I spent the entirety of Happy-Go-Lucky waiting for the other shoe to drop, for Poppy’s jubilance to be exposed as a facade, for the tension and conflict I’ve come to expect from a Mike Leigh film bubble to the surface. It never happened and that’s wonderful.
I started out my Leigh binge with “High Hopes”, which i thought clearly condemned the middle class sister and her husband. As you can tell from my review of this film there, I wasn’t as much of a fan of this.
I’m pretty sure Poppy jokes because she likes to, not to change anyone. She’s with Scott just to learn to drive, not to help him.
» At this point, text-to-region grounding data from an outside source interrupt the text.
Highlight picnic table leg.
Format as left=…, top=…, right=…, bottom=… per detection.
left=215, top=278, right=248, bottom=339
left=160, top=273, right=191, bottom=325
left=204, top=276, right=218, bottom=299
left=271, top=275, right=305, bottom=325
I found the Green Book comparison odd. There are basically no nonwhite characters in this film, and while I haven’t seen Green Book my impression was that Vallelonga was mostly uncouth rather than vile.
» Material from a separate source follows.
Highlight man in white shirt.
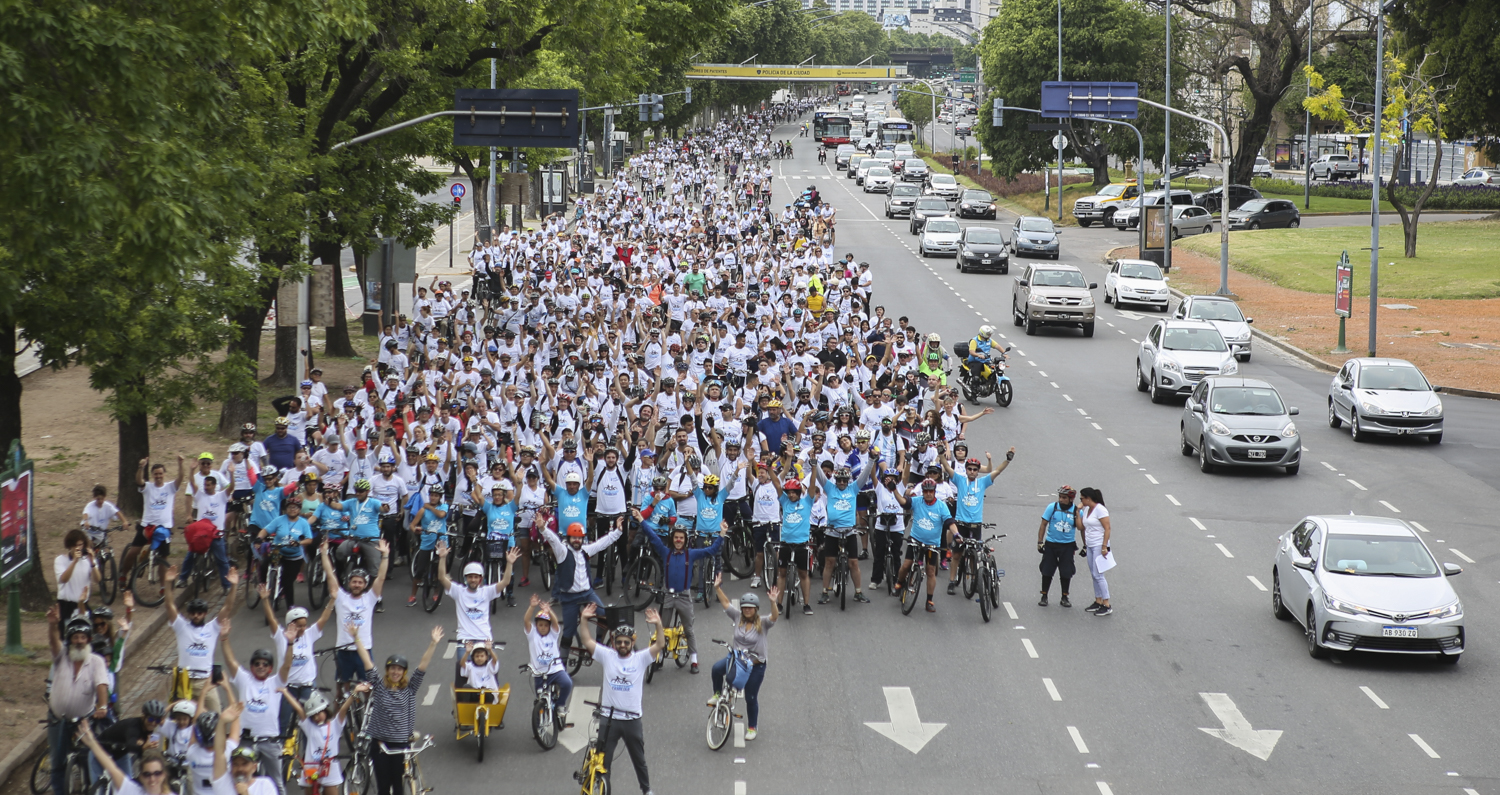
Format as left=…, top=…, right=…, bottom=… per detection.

I found Poppy far less funny than she believes herself to be. An ordinary person who perceives that other people aren’t enjoying their jokes will ease up, but she’s one of those annoying people who just doesn’t care if she’s being an annoyance.
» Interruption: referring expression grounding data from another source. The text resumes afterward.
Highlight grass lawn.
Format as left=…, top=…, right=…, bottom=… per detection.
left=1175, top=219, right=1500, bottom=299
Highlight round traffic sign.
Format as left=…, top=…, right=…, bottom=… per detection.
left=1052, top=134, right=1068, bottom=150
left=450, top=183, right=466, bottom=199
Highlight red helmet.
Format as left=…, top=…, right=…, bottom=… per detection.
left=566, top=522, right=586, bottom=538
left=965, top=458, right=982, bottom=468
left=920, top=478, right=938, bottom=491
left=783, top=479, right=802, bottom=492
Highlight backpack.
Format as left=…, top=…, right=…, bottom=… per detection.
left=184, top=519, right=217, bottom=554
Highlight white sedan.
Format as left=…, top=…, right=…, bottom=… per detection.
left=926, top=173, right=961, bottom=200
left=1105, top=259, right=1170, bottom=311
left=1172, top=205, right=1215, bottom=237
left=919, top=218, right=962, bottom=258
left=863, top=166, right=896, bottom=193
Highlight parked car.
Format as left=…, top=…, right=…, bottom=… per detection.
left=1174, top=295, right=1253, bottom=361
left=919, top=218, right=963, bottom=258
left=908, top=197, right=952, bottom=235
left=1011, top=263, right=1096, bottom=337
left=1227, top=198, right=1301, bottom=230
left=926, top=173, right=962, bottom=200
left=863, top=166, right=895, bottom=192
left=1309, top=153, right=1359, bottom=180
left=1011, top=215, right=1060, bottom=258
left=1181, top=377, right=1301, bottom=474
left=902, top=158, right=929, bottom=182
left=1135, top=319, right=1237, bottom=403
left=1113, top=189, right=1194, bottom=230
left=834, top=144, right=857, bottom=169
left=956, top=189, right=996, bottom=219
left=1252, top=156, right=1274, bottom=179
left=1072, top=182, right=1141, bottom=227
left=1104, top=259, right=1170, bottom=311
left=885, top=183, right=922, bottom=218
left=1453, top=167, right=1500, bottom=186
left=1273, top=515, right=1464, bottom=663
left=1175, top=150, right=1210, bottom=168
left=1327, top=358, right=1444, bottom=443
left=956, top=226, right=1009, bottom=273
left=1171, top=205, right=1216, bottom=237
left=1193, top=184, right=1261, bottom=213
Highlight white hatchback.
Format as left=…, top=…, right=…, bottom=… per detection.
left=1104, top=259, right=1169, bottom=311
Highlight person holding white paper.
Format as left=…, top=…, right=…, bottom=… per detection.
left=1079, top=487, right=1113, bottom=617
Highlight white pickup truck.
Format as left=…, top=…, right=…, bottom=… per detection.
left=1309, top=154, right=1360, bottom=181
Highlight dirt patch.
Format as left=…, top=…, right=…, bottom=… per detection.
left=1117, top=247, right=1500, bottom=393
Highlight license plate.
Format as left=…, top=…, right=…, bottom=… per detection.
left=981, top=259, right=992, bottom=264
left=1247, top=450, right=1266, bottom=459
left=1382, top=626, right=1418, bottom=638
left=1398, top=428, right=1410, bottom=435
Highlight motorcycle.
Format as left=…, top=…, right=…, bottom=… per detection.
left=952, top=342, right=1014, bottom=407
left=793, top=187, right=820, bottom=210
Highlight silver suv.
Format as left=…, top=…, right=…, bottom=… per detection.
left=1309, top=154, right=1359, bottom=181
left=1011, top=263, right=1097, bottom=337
I agree with Ebert that the incident with the homeless man seemed just par for the course rather than representing a turning point for her. I get the impression that you wanted there to be character development so you’re interpreting the scene with that lens, but I think a viewer who didn’t start off with that assumption wouldn’t come to that conclusion. Leigh thinks she’s basically perfect from the jump, so she doesn’t need to change. It’s her sister in the suburbs who encourages her to change, and is thus painted as a killjoy stick-in-the-mud.